Fica claro para o tutor quanto é desembolsado por mês para tratar o pet com as regalias possíveis? “É ímpar colocar na ponta do lápis as despesas geradas por um pet. Ração, caminha, cuidados médicos, tudo custa muito dinheiro,” diz a economista Paula Sauer, uma planejadora financeira e especialista em psicologia econômica e do consumo.
“O pet não vai ser um filhotinho para sempre. Com os avanços da medicina, a idade deles também avança. Eles vão necessitar de cuidados para uma velhice com dignidade. Um pacote de acupuntura custa, em média, R$ 600 por mês.”
Positivo e negativo
Autor do livro É Filho ou pet?, o médico veterinário Marcos Fernandes diz que há dois lados nessa questão: o positivo está ligado a uma oferta maior de abordagens terapêuticas e o negativo é o excesso, que tira o animal do lugar de animal, o que pode causar problemas para o bicho, como alergias e transtornos ansiosos.
De acordo com Fernandes, que também é psicanalista, os animais adoecem devido a gatilhos que vêm da relação com o tutor. Recentemente, ele atendeu um cachorro que tomava antidepressivo e tinha diagnóstico de síndrome do pânico. Conversou com o tutor, a quem encaminhou para uma terapia, propôs uma sessão de constelação familiar e receitou homeopatia para o cão.
Massagem, acupuntura, reiki
Dentre as terapias “humanas” que avançam no setor pet estão massagem, quiropraxia e acupuntura. Luana Pavan – veterinária, fisiatra e coordenadora da clínica Fisio4Pets – esclarece que esses tratamentos aumentaram porque os animais vivem mais e desenvolvem males como artrose.
Acupuntura é indicada para reequilíbrio e analgesia. Quiropraxia melhora a parte ortopédica. Massagem combate tensões cervicais, dor e contratura muscular. Para ela, é válido o reiki, terapia que canaliza a energia por meio da imposição das mãos sobre o corpo do paciente.
Os novos hábitos das famílias multiespécies podem gerar consequências. Os cães hoje sobem mais em sofás e é comum que durmam em camas. “Eles podem ter problemas ortopédicos”. E existe a perda de musculatura, vista em bichos que vivem nos colos dos tutores. A dica é: se o animal está saudável, faça com que ande mais.

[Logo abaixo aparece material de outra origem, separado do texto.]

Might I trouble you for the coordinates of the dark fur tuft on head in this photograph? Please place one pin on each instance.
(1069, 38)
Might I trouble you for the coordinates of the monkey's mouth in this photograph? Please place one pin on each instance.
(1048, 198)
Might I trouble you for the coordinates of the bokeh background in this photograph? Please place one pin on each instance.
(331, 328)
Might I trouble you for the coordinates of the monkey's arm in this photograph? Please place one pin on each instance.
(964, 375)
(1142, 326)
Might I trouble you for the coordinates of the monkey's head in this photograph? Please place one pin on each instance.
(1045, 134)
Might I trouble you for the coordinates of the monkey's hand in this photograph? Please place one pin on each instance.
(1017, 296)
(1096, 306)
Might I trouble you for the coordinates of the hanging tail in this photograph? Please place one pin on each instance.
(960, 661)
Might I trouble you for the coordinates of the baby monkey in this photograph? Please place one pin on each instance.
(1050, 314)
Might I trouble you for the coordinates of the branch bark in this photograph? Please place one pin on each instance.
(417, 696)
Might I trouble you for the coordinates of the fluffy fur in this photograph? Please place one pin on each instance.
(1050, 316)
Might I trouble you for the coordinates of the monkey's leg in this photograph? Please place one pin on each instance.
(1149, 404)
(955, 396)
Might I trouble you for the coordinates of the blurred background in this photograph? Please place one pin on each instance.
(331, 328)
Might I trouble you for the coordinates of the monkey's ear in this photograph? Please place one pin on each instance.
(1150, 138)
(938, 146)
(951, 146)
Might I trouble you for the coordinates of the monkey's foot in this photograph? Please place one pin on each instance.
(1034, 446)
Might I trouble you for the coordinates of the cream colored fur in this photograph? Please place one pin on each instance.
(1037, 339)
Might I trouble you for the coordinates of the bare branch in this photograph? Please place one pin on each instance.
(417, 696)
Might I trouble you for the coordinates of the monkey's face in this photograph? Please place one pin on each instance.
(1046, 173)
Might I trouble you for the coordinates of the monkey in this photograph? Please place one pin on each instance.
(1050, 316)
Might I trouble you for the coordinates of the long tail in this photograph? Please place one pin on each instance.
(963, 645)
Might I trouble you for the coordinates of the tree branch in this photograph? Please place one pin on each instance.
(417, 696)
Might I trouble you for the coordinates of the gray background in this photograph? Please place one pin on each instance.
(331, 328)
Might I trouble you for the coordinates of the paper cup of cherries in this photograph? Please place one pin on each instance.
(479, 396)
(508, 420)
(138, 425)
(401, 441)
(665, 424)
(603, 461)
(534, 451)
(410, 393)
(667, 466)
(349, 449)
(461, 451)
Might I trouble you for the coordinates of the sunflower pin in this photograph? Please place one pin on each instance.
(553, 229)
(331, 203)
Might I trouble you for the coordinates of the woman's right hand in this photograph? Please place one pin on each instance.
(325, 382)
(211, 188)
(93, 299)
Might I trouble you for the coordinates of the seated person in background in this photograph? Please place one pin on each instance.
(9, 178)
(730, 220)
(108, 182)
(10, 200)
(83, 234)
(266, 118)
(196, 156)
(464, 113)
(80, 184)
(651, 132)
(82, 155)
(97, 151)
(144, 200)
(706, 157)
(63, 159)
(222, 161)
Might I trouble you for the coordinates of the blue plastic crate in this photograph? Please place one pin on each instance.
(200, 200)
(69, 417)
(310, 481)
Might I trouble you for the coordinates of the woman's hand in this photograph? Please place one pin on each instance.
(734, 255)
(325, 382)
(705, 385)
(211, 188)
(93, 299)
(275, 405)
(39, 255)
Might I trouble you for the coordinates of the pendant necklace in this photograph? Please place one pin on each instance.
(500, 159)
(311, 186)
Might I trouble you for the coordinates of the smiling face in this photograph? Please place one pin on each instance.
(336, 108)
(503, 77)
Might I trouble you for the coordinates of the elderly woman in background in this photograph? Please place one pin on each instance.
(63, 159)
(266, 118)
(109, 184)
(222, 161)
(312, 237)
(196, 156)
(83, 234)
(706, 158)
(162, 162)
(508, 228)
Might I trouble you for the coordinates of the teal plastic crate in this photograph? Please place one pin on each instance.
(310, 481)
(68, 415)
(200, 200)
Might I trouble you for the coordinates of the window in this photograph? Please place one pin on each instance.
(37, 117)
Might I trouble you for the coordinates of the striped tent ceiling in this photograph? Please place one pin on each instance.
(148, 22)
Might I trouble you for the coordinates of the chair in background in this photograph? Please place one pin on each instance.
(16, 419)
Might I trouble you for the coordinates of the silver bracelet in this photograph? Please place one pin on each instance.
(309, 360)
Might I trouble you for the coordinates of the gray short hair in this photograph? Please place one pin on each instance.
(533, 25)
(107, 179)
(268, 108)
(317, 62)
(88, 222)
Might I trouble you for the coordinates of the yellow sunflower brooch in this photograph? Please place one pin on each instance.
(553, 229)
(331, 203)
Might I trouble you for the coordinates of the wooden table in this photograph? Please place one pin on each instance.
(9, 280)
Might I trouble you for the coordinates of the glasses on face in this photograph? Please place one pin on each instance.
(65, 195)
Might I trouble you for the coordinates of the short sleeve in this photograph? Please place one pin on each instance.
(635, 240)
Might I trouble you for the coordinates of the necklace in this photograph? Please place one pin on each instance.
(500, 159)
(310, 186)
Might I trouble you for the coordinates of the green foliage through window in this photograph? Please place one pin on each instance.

Em relação ao reiki, a médica veterinária Érica de Luca, mestre na terapia desde 2014, conta que cada vez mais pessoas procuram pela abordagem para cuidar de seus bichos. “Todos temos corpos físico, emocional, mental e espiritual. Também os animais”, defende. “Quando a gente une esses corpos no tratamento, conseguimos trazer o máximo de harmonia”, conta Érica, que é também psicanalista integrativa e estudou ioga na Índia.
Por falar em ioga, ela vale para pets? Levar o bicho para acompanhar a rotina não tem problema. Desde 2023, o projeto Puppy Yoga promove aulas acompanhadas por cachorros de abrigos. A ideia é misturar atividade física com conscientização sobre a adoção.
Dani Barssalos, professora de ioga, empresária e criadora dessa iniciativa, queria oferecer aulas que tivessem um propósito social. Assim, procurou ONGs para serem parceiras do projeto. A Puppy Yoga já ajudou mais de 150 animais a encontrar um lar. Em sua experiência, no entanto, nunca um cão praticou ioga. Ao analisar vídeos da internet com cachorros seguindo os movimentos, Dani diz que aquilo não é mais do que adestramento. Nas aulas de ioga com os filhotes, o que eles fazem é brincar.